Eligibility and Other Considerations
FERS is available to federal government employees, including civilian and military personnel. The annuity portion of FERS is considered a pension and is based on a formula that takes into account the highest consecutive three years of pay and the number of years of service.
Federal employees can start receiving FERS benefits at their Minimum Retirement Age, which is typically between ages 55 and 57. Additionally, a supplementary payment may be available until they reach age 62, at which point they can begin drawing their Social Security benefits.
It is worth noting that if a FERS participant is married, the annuity automatically adjusts to become a joint-life annuity unless the spouse opts out by signing a form.
Summary
The FERS includes the Thrift Savings Plan (TSP) and other benefits available to employees of the federal government.
The eligible features of FERS may be different for the employees of different branches and agencies of the government. Civilian and military personnel are included in FERS.
FERS is essentially comprised of the Thrift Savings Plan (TSP), which is a 401(k)-type plan for federal employees, and, in most cases, a Federal employee retirement annuity. The Thrift Savings plan has lower fees than most 401(k)s and offers several kinds of index funds to employees.
It has an employer matching contribution of a full 3% and 50% up to 5% (for a total of 4%) as well as an automatic employer contribution of 1% which brings the total possible employer contribution to 5%.

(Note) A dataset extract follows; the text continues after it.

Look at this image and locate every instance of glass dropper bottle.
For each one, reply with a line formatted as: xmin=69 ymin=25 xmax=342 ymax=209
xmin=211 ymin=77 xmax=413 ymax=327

Most federal employees are eligible for the annuity, which is essentially a pension, based on a formula which looks at the highest consecutive 3 years of pay and the number of years of service.
Federal employees are eligible to start receiving benefits at their Minimum Retirement Age, generally, which can be between age 55 and 57. There is also another supplementary payment available to them until they reach age 62, at which point they can start drawing their Social Security benefits.
The annuity automatically adjusts to be a joint-life annuity if the employee is married, unless the spouse signs a form to opt-out.